In the past few months, I’ve found myself thinking about this loop of thinking in almost every interaction, conversation, assignment submission, and choice that I’ve made. And by thinking about this, I’ve started to realize that I tend to trap myself in this view of the world, where everything is absolute. A view of the world where I feel if I don’t make a specific choice when I think I need to make it, there will be a domino effect of consequences that I will regret later. And from this, I’ve found that I started to constrict myself to an imaginary list of instructions that I would need to follow in order to be sure I follow the best predictions from my decisions. (i.e., if I don’t finish this assignment now, then I can’t go to event A tomorrow, which will prevent me from doing event B, which will have some other consequence C, and so on). Even as I write this blog, I question how different word choices and sentences I use will convey my thoughts to those who end up reading this, and whether that will have consequences on how my blog impacts those people, and so on. But in overthinking about overthinking (overthinking squared?), I’ve realized that thinking too much makes me forget about what it means to just appreciate everything.

 

Like the Alan Watts quote goes:

“A person who thinks all the time has nothing to think about except thoughts. So he loses touch with reality and lives in a world of illusions.” 

 

For me, I’ve found that in trying to perfect everything about my day to day life, whether that be completing all my given tasks for a day or using the most expressive choice of words when having a conversation with someone, I forget that reality isn’t supposed to be like a Hollywood movie where every scene follows some cliche plot line or a math problem where everything is optimized. Sometimes, things happen that are meant to make your story different. Sometimes things happen that really do make life feel like a movie. But nothing is ever supposed to be “perfect”. There are always going to be days when things will simply not go as planned. Or days where things will feel overwhelming. Or days where it feels like things are just moving too fast. But having these days doesn’t make your life any less beautiful than it already is. 

 

So, taking all this, I’ve started to think about approaching everything I think about differently. Instead of imagining the world like some binary machine that only prints out “success” or “regret” every time I make a choice, I’ve found it much more useful to imagine the world like a story generator. Every choice acts like a prompt for a new plot. These stories depend on each other, but no story itself is the whole story. It just keeps on going. Bringing new twists and turns based on our choices. And using this perspective, it then becomes easy for me to recognize why I tend to overthink a lot – and it’s because I’m always afraid that one of these prompts will send the story generator downhill and take it to a point where no new prompt I make will produce a story where I feel successful. But this view depends on the assumption that the story generator is absolute – i.e., the story generator generates ALL possible stories – but it can’t. Because the world is so vast and unpredictable, there are always opportunities for us to find ways to change our stories.

 

So, all of this to say, I feel it’s important to remember that life is not absolute.

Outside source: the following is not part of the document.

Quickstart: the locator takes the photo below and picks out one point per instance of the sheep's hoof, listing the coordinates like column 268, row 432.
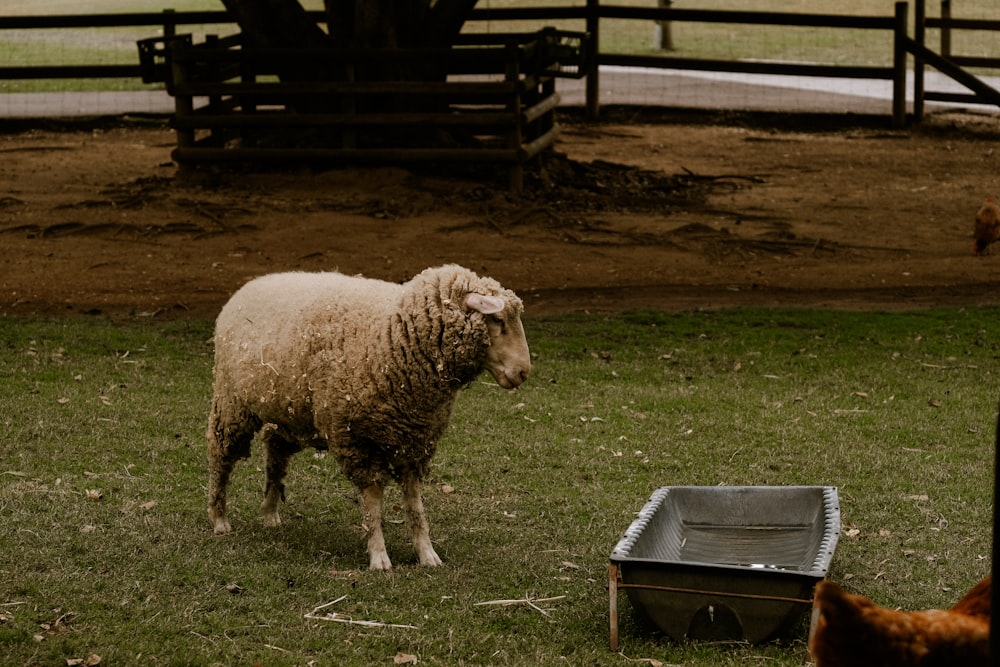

It’s dynamic. It’s beautiful. It’s unpredictable. It’s crazy. It’s amusing. And it’s always changing. There’s absolutely nothing wrong with thinking deeply about your choices and decisions, but I think, for me, the notion that my decisions in every moment of every day are the final deciders for the future was something that I needed to think about differently. Nothing that happens now will restrict what you can change later because people always have the ability to learn and do new things. And I feel recognizing that we also have this ability to think outside of absolutes is something that can really help you to appreciate the ups and downs and in betweens of life for making us the people that we are.

 

Photo of a Magnolia tree flowering on a Boston street.

One of the many flowering trees here in Boston that reminds me how beautiful it is when life changes.